I recently stumbled upon a link to Rylde’s latest news, which is grave. It is tempting for me to say well, this is right and proper that a man should exit in the way in which he spent his time upon the stage – in this case dramatically and unapologetically. But I don’t believe in that. I do believe that the opportunity to read one’s obituaries in advance is a privilege. I also believe that holding grudges is no way to go through life, nor out of it.

Brother Rylde has a lot on his plate, and doesn’t need to waste his time reading notes from me. A lot of our relationship played out here on these pages, and those of his publication. I believe in clearing accounts. I hope Rylde sees fit to forgive me if he feels any slight which warrants it, and I for my part wish him a full recovery, whatever the odds. I believe in a God who works miracles in this life and the next one, and it is my prayer that He shall make Himself known to Rylde if He has not done so already.

It is a unique thing that people with whom we play this game, even those with whom we clash, are friends. It is the shared time, the opportunities to converse, the battles shared and fought, and over time we find we actually do care about each other, and want good things for the other both here and in the world.

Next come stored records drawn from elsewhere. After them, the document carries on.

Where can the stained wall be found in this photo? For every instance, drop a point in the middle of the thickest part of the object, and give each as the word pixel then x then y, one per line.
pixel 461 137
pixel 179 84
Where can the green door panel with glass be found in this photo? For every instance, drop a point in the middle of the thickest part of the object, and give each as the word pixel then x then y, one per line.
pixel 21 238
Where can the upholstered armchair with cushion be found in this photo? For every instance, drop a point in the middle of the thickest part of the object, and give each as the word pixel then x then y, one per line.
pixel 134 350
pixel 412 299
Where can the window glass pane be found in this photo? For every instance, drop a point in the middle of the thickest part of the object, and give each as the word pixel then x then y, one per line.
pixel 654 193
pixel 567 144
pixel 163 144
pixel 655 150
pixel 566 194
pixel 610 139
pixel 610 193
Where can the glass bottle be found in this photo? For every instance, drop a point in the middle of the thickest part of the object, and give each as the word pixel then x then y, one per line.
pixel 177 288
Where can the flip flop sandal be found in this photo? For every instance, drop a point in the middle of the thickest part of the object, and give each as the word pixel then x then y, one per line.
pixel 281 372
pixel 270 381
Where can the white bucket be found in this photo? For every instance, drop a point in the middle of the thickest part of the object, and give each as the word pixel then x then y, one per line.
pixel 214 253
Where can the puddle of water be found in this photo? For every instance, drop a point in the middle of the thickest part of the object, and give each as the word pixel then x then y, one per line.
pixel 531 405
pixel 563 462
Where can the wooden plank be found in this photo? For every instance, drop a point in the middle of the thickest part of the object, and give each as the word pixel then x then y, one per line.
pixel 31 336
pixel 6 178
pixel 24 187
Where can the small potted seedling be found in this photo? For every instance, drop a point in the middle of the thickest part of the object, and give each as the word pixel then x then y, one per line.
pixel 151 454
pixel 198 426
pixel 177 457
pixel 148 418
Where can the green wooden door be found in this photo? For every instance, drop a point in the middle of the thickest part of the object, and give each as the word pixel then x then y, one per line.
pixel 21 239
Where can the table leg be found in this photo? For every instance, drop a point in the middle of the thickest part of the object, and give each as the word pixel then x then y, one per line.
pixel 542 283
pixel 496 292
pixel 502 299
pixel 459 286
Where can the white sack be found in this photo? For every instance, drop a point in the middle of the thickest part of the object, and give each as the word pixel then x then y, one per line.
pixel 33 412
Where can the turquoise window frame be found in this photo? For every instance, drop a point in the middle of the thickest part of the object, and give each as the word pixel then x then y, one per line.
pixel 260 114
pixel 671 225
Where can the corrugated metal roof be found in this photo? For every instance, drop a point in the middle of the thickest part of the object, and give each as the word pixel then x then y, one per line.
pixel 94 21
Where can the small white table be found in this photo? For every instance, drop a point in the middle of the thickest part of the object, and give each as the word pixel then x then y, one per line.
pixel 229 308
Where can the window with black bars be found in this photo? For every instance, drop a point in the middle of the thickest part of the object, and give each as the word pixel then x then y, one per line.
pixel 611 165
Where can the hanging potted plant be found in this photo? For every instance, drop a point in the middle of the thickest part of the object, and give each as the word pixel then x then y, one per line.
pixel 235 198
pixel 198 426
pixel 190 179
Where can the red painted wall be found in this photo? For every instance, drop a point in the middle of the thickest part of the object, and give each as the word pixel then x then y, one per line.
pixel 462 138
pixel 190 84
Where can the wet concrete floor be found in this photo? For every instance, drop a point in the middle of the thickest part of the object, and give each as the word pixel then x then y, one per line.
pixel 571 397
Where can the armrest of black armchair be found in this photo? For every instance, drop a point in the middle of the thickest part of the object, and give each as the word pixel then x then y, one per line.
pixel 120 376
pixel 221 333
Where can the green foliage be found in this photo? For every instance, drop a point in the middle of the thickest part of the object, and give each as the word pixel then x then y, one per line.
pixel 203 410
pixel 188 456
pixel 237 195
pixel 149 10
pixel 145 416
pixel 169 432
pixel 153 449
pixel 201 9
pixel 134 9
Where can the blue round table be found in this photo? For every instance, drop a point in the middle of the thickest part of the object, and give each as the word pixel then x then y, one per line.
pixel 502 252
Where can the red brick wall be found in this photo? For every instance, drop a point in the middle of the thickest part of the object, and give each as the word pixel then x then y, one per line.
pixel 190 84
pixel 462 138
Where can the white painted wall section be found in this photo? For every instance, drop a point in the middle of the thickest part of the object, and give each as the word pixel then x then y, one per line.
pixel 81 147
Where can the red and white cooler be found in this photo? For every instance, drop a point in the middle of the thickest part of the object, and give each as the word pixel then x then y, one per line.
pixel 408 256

As for this terribad game, it is of itself nothing. It is only something to the degree to which it gives us a place to work through certain important questions. It is because the consequences here are so minimal that the truly consequential things can be mooted here. Some we moot with our words, and others with our actions. When someone leaves the game, that part of them which was reflected here shines less bright, and it is sometimes only at that moment that we realize how great the loss.

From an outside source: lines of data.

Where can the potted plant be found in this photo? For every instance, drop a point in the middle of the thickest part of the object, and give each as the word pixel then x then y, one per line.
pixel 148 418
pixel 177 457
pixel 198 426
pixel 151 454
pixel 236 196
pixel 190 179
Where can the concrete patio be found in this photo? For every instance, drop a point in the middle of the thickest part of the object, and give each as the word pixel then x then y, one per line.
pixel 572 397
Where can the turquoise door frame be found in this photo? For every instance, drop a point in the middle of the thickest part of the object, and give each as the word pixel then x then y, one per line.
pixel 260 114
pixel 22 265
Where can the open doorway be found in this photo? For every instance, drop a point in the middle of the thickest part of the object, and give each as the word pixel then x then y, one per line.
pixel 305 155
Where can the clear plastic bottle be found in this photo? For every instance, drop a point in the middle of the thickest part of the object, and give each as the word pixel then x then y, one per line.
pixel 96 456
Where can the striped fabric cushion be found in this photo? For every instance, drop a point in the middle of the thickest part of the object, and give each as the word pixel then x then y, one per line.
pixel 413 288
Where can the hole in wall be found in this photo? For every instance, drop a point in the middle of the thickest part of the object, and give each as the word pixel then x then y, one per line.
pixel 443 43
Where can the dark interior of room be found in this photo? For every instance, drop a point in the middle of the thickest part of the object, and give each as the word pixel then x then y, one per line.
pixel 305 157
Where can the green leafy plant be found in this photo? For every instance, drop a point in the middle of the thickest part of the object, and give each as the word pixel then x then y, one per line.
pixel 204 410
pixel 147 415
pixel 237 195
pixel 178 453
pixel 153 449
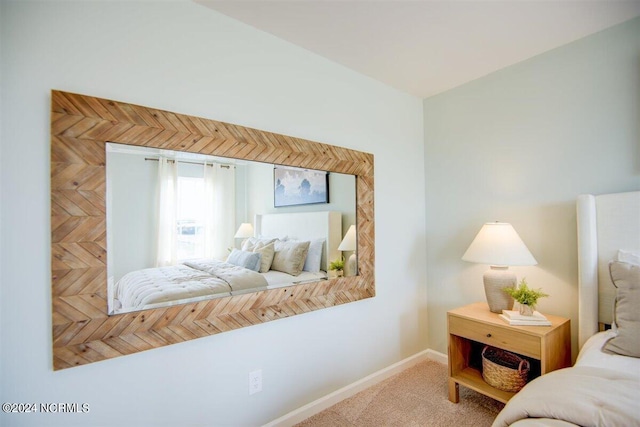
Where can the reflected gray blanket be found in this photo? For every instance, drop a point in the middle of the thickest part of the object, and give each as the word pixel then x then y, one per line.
pixel 193 280
pixel 582 395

I am one of the older players here. I feel it, not just here, but in the world. I know this game is played by a lot of youngsters. I was bulletproof when I was in my 20s too. You’ve heard it said by others, but trust me, the day will come when you say it, too: life is soooooo short. It took me half a century to figure out how to be. Now that I sort of know, I have to struggle to find the strength to be what I know I should.

Your parents bought you a goldfish so you could learn an important lesson about transigence in all things, including life itself. There is an important lesson here too. Take some time to reflect on it. Don’t let it rob you of joy, but let that knowledge allow you to appreciate the joys which each day provides.